Entre-temps, la justice rwandaise progresse sur le dossier Rusesabagina. Selon une source proche de l’enquête, une délégation d’enquêteurs belges s’est ainsi rendue au Rwanda pendant le premier semestre de 2019 pour y recueillir témoignages de détenus et éléments de preuves. Une perquisition sera par la suite menée, en septembre 2019, au domicile belge de l’opposant, à Kraainem, dans la banlieue de Bruxelles. Ordinateurs, téléphones et divers documents sont saisis.

Ce sont ces éléments que l’accusation entend présenter lors du procès qui s’ouvre ce 17 février. Des preuves qui seront confrontées aux témoignages déjà recueillis lors des auditions préliminaires, notamment ceux de Callixte Nsabimana et Herman Nsengimana, les deux porte-paroles des FLN. Lors de sa première comparution, en mai 2019, Nsabimana avait plaidé coupable des seize chefs d’accusation qui lui étaient reprochés.

Celui qui se fait appeler « Sankara » avait aussi assuré devant le tribunal avoir eu des contacts avec des membres des services de renseignement burundais et ougandais. Il avait notamment expliqué qu’un certain « Major Bertin », qu’il présente comme un officier du renseignement extérieur burundais, l’avait aidé à organiser une rencontre avec le chef du renseignement militaire ougandais, le brigadier Abel Kandiho.

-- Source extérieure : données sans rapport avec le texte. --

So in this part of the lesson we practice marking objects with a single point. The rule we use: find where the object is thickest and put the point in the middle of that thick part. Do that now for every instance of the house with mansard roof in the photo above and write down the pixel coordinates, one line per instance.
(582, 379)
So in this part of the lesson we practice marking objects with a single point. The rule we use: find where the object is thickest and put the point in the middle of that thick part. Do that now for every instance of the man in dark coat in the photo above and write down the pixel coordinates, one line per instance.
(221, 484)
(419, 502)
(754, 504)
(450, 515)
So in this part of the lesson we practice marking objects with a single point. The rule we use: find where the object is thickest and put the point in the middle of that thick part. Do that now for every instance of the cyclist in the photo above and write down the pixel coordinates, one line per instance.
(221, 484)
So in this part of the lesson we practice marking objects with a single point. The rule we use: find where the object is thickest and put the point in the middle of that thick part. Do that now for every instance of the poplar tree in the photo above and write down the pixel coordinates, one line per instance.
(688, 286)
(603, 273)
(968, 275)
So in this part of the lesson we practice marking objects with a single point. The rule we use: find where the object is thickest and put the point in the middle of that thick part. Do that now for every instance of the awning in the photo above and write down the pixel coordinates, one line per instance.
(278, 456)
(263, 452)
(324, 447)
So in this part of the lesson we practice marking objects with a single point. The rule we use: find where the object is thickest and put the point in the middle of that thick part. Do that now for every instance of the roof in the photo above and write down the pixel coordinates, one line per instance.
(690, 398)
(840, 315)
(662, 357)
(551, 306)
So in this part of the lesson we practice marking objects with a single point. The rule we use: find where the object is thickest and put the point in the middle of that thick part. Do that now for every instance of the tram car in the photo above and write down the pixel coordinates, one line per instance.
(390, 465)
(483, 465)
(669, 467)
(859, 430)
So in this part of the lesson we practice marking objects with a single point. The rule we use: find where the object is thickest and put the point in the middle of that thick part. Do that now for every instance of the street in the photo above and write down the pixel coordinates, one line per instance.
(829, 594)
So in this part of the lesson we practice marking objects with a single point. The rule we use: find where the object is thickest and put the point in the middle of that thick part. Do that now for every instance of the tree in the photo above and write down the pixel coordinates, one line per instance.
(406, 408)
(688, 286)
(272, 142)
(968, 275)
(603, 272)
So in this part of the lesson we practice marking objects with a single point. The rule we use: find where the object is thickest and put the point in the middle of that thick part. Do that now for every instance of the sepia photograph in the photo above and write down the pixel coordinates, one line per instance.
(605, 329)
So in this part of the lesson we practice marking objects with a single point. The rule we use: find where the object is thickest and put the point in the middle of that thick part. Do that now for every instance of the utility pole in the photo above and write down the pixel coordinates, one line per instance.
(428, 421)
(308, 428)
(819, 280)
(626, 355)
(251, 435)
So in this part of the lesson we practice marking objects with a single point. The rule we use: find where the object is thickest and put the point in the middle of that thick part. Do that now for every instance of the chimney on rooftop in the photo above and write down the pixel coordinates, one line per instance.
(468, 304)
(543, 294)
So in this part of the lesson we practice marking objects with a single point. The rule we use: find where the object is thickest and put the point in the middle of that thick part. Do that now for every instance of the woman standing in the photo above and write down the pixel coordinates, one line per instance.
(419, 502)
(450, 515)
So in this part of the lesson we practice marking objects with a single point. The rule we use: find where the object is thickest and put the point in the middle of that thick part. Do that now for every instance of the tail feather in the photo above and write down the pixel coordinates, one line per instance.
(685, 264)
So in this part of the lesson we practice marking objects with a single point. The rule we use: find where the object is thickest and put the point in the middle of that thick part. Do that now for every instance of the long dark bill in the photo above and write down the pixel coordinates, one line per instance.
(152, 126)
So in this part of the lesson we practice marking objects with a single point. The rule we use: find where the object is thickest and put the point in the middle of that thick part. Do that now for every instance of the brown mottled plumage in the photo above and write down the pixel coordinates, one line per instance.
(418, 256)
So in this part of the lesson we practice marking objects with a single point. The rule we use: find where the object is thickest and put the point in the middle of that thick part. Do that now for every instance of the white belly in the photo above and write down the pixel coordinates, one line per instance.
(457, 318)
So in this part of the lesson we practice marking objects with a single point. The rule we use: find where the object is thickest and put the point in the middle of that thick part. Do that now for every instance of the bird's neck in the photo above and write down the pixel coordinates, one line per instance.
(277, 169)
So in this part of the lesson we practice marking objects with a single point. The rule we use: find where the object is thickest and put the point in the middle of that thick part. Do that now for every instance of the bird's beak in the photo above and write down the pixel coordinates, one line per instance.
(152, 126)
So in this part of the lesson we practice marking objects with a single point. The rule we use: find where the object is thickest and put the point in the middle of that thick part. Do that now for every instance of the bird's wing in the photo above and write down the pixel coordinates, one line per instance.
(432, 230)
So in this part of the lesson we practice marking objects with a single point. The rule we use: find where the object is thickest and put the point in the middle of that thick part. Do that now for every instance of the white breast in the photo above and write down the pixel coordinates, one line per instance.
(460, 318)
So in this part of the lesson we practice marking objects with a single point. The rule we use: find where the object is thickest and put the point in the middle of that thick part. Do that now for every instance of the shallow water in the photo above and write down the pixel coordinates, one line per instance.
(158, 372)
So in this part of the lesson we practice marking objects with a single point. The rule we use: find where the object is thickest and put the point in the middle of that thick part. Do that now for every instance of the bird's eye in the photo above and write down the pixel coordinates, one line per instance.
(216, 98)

Paul Rusesabagina qui, selon le pasteur qui l’a piégé, souhaitait rencontrer les autorités burundaises, corroborera-t-il ces éléments ? Le 25 septembre dernier, lors d’une audition, il a simplement affirmé que la branche armée du MRCD, les FLN, était placée sous l’autorité du CNRD de Wilson Irategeka, alors que Paul Rusesabagina ne s’occupait que de la branche « diplomatie » du mouvement. Selon lui, chaque branche évoluait indépendamment l’une de l’autre.

Pour l’accusation, en revanche, son influence sur les FLN, à qui Paul Rusesabagina a, lors d’une audition, reconnu avoir envoyé de l’argent, ne fait pas de doute. Du côté de Kigali, les autorités rappellent régulièrement que l’opposant a soutenu publiquement, à plusieurs reprises, l’option de la lutte armée contre Paul Kagame.